AGNuke said:
K.E. of photoelectron = (KE of incident photon) - (Work Function of Metal).
Let's use this equation and say that this is the starting point.
AGNuke said:
Since you doubled the energy of incident photon, it will no doubt increase the KE of photoelectron
Now, you have doubled the incident photon's energy, which is one term on the right side. However, the second term, the work function, is still the same. This is the crux of the problem.
K.E. of photoelectron 1 = (KE of incident photon 1) - (Work Function of Metal).
K.E. of photoelectron 2 = (KE of incident photon 2) - (Work Function of Metal).
Now, rewriting this energy in terms of the energy of incident photon,
K.E. of photoelectron 2 = 2*(KE of incident photon 1) - (Work Function of Metal).

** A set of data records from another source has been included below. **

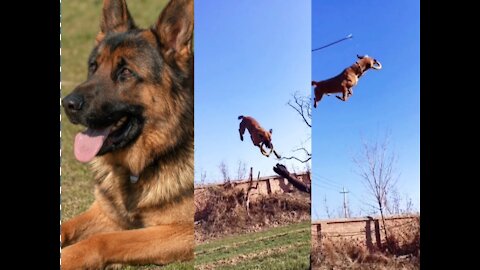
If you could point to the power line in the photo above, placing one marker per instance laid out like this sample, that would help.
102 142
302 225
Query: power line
335 42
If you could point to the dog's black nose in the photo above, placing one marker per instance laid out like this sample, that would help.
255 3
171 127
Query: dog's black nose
73 102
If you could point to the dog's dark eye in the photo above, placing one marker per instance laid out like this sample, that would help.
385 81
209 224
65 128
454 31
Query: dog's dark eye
92 67
125 74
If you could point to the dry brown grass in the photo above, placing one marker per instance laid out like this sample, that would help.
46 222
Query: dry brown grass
401 250
225 212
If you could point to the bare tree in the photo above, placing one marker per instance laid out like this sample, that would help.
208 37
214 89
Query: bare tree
376 164
302 105
241 170
393 205
408 205
203 176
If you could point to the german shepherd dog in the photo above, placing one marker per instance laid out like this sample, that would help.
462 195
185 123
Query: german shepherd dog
345 81
260 137
137 107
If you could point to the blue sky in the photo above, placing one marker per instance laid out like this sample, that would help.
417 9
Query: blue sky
250 56
388 99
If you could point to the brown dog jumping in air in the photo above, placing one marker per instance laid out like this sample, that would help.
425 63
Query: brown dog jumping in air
345 81
260 137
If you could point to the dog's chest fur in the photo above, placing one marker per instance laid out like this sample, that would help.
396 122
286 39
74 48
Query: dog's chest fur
163 194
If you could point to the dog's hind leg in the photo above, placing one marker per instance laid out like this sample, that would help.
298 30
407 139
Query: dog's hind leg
318 97
241 130
344 95
160 245
88 223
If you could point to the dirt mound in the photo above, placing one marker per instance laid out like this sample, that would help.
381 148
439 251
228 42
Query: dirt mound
223 212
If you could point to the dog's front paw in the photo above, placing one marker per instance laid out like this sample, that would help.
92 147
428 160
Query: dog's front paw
82 255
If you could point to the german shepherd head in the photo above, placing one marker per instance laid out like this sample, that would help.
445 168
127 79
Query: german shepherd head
137 101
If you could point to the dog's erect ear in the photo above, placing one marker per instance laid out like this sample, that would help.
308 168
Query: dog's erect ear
175 29
116 18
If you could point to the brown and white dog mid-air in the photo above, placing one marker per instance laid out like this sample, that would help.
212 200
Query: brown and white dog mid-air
260 137
345 81
137 107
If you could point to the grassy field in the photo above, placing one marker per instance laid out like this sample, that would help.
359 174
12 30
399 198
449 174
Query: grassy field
80 24
285 247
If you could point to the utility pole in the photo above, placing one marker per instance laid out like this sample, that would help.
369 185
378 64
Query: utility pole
345 201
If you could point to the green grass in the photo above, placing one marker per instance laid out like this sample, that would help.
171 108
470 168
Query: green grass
278 248
80 24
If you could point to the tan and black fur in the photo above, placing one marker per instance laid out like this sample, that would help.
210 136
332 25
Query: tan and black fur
345 81
143 210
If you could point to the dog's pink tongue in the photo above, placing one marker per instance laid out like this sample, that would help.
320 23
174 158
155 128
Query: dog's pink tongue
88 143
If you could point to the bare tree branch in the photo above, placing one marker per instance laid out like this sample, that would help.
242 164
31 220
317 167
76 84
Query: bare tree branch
376 166
292 157
301 104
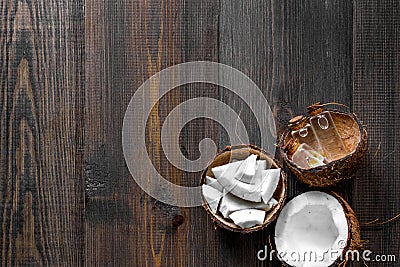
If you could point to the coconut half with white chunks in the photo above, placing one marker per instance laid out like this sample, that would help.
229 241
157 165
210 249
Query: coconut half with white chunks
316 229
243 189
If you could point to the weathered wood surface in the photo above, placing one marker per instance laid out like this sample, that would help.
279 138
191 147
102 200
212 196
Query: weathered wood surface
41 133
70 68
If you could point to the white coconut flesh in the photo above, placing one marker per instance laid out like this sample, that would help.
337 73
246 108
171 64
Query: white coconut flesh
242 191
311 230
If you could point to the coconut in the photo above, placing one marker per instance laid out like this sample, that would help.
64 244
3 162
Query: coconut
354 137
316 229
234 220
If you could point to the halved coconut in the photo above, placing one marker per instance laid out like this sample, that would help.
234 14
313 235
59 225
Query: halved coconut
354 137
234 154
316 229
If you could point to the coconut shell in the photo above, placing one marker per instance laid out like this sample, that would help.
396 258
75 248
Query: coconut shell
354 137
241 152
353 241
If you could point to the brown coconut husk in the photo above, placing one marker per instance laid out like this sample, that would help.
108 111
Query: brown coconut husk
240 152
353 241
354 137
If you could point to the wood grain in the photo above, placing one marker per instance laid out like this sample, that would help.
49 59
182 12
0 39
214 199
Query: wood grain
376 97
41 156
70 68
126 43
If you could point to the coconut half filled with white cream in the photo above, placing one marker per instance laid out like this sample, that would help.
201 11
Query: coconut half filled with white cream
243 189
315 229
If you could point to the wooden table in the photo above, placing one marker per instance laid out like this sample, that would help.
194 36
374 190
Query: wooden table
69 69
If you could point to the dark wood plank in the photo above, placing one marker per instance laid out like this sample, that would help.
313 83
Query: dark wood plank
376 101
298 52
41 107
126 43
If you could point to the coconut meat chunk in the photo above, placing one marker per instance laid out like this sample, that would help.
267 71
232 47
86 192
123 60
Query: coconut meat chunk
212 196
248 218
227 170
214 183
269 183
247 169
312 224
240 189
231 203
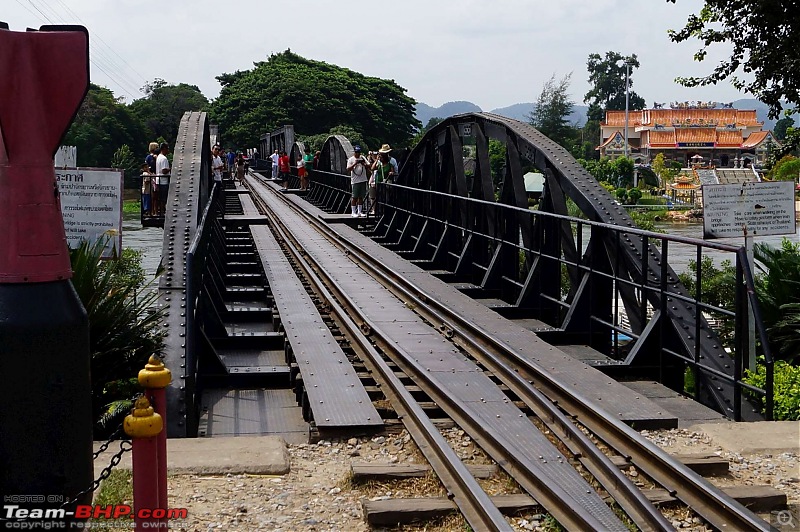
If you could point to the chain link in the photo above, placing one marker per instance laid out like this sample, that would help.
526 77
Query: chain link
124 447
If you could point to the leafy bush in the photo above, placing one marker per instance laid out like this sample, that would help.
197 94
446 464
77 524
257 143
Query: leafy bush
778 290
123 326
786 386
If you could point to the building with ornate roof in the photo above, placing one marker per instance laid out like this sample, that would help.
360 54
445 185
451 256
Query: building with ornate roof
723 136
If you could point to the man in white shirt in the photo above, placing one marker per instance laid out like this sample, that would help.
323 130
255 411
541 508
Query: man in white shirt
275 156
358 166
217 165
162 177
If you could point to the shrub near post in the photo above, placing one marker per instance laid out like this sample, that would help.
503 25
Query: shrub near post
155 378
143 425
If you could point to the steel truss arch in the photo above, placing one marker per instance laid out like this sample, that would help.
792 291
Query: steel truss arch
436 163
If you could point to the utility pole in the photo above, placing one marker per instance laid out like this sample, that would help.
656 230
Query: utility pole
627 99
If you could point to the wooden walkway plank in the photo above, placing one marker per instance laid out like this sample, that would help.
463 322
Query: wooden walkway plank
597 388
335 394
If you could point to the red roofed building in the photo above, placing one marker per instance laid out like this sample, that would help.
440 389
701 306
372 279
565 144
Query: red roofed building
724 137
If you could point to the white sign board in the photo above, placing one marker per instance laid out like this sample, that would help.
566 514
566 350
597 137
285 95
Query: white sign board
91 204
764 208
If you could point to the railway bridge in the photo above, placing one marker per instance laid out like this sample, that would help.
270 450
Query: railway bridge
453 303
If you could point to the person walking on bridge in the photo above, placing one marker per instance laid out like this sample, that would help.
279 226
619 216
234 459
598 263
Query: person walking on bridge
275 158
358 166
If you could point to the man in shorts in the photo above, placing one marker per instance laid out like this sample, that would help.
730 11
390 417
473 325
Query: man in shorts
358 166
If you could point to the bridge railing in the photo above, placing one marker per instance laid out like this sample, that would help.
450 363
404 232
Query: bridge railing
587 293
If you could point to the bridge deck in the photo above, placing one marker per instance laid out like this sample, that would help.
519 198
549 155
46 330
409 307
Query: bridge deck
465 383
336 395
599 389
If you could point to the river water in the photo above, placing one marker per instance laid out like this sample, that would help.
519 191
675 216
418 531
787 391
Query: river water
680 255
148 240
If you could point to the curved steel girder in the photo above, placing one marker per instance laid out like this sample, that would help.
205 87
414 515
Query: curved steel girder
425 167
188 193
335 152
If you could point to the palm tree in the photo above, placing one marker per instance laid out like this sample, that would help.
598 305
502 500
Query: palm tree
123 326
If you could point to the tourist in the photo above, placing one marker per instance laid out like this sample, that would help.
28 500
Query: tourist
217 166
231 158
150 161
147 182
275 157
283 169
240 168
308 164
384 169
162 177
358 166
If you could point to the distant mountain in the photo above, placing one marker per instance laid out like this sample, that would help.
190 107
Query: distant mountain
521 111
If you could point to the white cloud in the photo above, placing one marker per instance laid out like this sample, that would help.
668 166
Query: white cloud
493 54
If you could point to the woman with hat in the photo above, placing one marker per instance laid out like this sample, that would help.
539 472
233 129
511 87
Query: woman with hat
384 169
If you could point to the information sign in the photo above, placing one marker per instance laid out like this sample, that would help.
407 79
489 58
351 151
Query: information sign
91 204
762 208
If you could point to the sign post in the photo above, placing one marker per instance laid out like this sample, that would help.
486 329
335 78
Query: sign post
749 209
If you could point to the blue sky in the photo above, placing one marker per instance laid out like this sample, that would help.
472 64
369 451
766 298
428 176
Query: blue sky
493 54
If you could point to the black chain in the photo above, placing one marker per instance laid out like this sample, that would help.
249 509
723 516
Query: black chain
124 447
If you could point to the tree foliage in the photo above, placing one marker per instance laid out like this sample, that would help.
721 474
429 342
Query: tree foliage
102 125
552 109
123 324
787 169
763 35
313 96
607 78
781 127
163 107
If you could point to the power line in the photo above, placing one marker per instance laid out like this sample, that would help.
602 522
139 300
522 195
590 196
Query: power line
99 57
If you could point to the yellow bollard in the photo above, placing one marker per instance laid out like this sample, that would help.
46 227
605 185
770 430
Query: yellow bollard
143 425
154 378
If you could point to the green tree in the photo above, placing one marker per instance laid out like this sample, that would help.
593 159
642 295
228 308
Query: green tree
103 124
163 107
787 169
622 171
497 160
781 126
313 96
553 107
607 78
123 326
760 39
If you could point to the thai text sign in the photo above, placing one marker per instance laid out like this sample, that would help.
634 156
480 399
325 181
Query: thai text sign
765 208
91 204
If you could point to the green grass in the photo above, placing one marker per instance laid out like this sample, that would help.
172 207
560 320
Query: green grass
116 489
131 207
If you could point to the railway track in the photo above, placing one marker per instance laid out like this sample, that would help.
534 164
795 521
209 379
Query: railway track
558 408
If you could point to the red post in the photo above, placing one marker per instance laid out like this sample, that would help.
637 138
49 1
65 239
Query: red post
143 426
155 378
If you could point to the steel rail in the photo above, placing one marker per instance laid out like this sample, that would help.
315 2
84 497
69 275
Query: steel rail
719 509
473 502
560 502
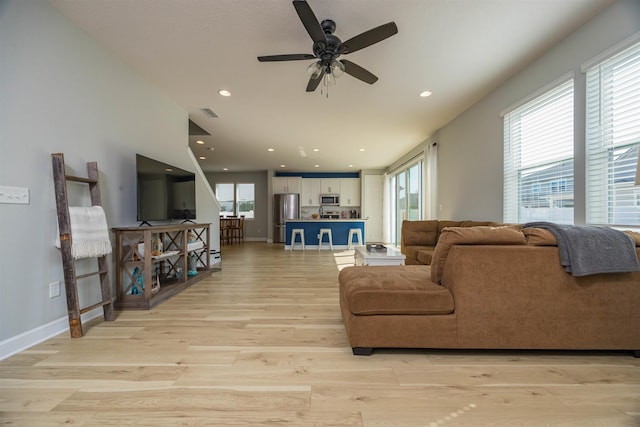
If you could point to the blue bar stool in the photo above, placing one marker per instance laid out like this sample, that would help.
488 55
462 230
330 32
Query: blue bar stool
357 233
299 232
324 231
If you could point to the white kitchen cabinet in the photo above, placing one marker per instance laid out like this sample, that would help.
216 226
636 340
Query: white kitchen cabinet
350 192
330 185
310 192
287 184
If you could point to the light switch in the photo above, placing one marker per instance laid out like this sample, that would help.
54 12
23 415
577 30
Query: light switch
14 195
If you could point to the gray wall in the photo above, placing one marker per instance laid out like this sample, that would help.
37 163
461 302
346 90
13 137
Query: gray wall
470 147
62 92
258 228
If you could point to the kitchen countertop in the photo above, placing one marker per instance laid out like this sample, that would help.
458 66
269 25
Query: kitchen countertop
327 220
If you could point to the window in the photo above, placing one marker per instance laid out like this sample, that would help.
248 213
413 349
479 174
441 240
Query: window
538 157
613 139
236 199
406 196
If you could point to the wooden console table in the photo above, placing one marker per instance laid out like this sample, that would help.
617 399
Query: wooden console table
145 279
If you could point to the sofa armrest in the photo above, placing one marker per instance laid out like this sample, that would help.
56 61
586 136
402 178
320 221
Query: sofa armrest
513 293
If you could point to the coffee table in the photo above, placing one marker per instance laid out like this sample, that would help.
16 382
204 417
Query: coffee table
386 256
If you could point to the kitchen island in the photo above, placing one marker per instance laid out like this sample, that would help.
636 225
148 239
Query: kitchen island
339 230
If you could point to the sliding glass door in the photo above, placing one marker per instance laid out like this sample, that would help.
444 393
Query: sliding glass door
406 197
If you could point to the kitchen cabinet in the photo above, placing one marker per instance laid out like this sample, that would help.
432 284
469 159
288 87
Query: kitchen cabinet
350 192
287 184
330 185
310 192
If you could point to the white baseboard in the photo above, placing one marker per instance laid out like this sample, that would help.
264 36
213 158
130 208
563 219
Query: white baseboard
21 342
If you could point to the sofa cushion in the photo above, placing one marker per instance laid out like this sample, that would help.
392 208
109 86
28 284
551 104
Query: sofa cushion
405 289
480 235
634 235
425 256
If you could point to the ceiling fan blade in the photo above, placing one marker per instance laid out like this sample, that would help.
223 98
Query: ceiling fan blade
358 72
291 57
309 21
368 38
313 83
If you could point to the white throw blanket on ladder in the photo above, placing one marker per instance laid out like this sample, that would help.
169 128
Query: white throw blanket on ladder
89 232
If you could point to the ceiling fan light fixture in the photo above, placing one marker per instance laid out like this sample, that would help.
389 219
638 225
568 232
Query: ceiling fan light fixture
314 69
337 68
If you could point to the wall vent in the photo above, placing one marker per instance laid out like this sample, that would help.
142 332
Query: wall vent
209 112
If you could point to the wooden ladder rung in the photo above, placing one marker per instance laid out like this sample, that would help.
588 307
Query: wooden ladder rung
84 276
74 310
81 179
91 307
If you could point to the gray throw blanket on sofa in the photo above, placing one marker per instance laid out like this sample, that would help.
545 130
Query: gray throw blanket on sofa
586 250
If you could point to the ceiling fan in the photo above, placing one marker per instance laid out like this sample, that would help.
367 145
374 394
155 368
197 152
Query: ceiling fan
327 48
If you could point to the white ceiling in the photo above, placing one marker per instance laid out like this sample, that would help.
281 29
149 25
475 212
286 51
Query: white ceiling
458 49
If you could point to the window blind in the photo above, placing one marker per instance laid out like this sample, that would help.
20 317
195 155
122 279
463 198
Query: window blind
613 139
538 158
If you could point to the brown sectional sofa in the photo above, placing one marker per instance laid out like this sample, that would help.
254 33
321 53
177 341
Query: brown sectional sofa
490 288
418 239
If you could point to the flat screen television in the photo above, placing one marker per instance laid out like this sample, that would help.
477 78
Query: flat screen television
164 192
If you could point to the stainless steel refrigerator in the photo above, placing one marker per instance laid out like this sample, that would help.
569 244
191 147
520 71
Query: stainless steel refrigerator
285 206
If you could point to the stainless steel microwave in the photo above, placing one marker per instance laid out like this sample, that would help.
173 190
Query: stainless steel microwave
329 200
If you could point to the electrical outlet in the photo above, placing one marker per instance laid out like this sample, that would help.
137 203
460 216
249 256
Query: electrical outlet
14 195
54 289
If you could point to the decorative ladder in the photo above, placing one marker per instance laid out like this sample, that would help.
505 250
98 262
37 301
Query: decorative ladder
74 311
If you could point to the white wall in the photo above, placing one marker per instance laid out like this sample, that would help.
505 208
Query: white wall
62 92
470 147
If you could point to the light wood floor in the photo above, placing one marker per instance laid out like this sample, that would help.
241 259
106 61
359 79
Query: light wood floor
262 343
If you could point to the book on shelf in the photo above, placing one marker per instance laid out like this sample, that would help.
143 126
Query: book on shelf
376 248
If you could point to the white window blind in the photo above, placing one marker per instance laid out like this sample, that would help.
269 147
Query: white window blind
613 139
538 158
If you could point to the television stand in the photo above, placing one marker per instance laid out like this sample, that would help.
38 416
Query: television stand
145 279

Difference of the two energies = KE of incident photon 1
Question: How did I get this relation? Simple enough, but just saves me some typing
So, the energy of the second photoelectron EXCEEDS that of the earlier one by a magnitude equal to the KE of incident photon 1.
BUT, KE of incident Photon 1 is MORE than the KE of photoelectron 1 (by first equation.)
So, yes, answer is more than twice of the initial photoelectron.
Intuition
Think of the problem this way - You have to hire a plumber. You have to pay for the services and his transportation cost. BUT, if your neighbor decides to have the plumbing done too, the two of you will not pay the transportation cost twice.
So, effectively, the cost per person is LESS than that if only one person would have asked for plumber.
It's really a fixed cost, variable cost problem which we learned in our linear equation days.
Likewise, the work function has to be paid off only once, for the electron to surface. It has got nothing to do with the incident energy of the photon.